Bab 98: Angin bisikan di bantal, jika terus berhembus, mudah membuat pikiran seseorang menjadi rusak.

Buku Panduan Penyelamatan Diri untuk Sepupu Perempuan dari Kediaman Bangsawan Nelayan di Sungai 2344kata 2026-03-06 02:41:42

Xie Yixiao merasa linglung, segalanya terasa sangat berbeda dari yang ia pahami. Apakah benar Rong Ci menjadi biksu bukan untuk mendalami ajaran Buddha, melainkan hanya demi ketenangan?

Rong Ci kembali menuangkan teh untuknya. “Minumlah teh ini.”

Xie Yixiao masih dalam kebingungan, menyesap tehnya dalam diam. Ia terus minum beberapa cangkir hingga perutnya terasa penuh. Melihat Ny. Ming belum juga kembali setelah sekian lama, ia pun menyatakan keinginannya untuk pergi.

Berada di sini sebentar dan menikmati beberapa cangkir teh masih wajar, tetapi jika terlalu lama, tentu tidak baik. Hanya berdua, jika sampai ada yang tahu, entah kabar apa yang akan beredar. Pada akhirnya, itu akan menyulitkan mereka berdua.

Rong Ci mengangguk, tidak menahannya. “Pelayanmu ada di depan pintu sana. Kalau begitu, aku tak perlu mengantarmu.”

“Tak perlu merepotkan Tuan Kesembilan. Maaf telah mengganggu begitu lama, mohon maklum.”

Setelah berkata demikian, ia pun pamit dan meninggalkan paviliun air. Ia berbelok dan tiba di jalan utama halaman, melangkah di atas batu-batu biru.

Mingxin dan Mingjing melihatnya datang, segera menyambut, “Nona.”

“Iya.” Zhier melangkah maju, memberi salam, “Salam hormat, Nona Xie. Hamba adalah Zhier, pelayan pendamping Nyonyah Muda. Nyonya Muda ke kolam teratai, hamba diminta menjemput Anda.”

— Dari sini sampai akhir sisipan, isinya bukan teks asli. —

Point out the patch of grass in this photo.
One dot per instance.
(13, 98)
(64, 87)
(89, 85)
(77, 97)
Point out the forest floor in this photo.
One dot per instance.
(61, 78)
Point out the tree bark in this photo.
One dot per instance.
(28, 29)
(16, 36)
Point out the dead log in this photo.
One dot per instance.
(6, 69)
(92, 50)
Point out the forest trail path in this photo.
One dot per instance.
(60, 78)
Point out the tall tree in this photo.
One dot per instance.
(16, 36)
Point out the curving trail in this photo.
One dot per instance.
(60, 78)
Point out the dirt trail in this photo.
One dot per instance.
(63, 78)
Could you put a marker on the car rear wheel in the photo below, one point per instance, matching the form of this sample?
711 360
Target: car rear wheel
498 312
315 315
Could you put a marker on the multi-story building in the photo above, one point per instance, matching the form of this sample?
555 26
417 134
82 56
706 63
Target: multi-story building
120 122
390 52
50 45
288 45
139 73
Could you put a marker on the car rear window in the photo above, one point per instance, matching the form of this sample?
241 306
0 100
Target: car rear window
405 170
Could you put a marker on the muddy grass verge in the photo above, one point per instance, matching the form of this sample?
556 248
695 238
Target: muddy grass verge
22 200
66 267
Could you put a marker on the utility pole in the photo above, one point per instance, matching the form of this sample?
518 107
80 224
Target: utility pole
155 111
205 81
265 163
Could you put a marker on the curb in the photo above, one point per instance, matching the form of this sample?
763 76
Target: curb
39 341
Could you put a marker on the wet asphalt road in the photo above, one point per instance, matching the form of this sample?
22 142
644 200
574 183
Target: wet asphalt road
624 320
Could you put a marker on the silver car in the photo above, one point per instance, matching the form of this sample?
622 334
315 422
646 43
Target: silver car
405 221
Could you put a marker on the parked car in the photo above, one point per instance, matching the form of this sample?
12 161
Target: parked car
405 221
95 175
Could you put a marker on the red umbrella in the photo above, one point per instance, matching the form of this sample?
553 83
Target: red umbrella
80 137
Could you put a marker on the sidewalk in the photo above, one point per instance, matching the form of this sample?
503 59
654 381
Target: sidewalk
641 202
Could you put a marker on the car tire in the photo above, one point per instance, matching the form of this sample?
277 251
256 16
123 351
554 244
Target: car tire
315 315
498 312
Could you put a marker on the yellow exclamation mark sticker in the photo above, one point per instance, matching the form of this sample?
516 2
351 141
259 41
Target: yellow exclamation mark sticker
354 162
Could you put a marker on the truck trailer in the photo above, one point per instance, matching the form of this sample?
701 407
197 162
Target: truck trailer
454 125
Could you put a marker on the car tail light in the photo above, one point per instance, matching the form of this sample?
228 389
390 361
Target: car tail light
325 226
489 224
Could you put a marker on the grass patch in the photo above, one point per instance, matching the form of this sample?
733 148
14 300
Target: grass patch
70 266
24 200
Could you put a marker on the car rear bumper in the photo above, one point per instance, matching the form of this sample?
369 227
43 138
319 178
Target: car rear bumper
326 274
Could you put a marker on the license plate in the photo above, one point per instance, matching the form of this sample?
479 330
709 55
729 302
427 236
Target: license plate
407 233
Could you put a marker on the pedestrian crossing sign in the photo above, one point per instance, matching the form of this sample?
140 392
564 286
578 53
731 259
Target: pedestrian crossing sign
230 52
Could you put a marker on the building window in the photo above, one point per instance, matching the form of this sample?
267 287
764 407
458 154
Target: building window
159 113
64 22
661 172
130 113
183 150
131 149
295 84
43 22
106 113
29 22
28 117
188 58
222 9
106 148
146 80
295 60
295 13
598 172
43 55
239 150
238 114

Xie Yixiao mengangguk, “Mari kita ke kolam teratai, apakah tidak merepotkan?”

“Tidak sama sekali. Jika Nona ingin ke sana, tentu saja boleh. Silakan ikuti saya.”

Mereka pun berjalan bersama menuju kolam teratai. Ny. Ming sedang duduk di bangku koridor, memberi makan ikan. Melihat Xie Yixiao datang, senyumnya menjadi lembut, “Sudah selesai minum tehnya?”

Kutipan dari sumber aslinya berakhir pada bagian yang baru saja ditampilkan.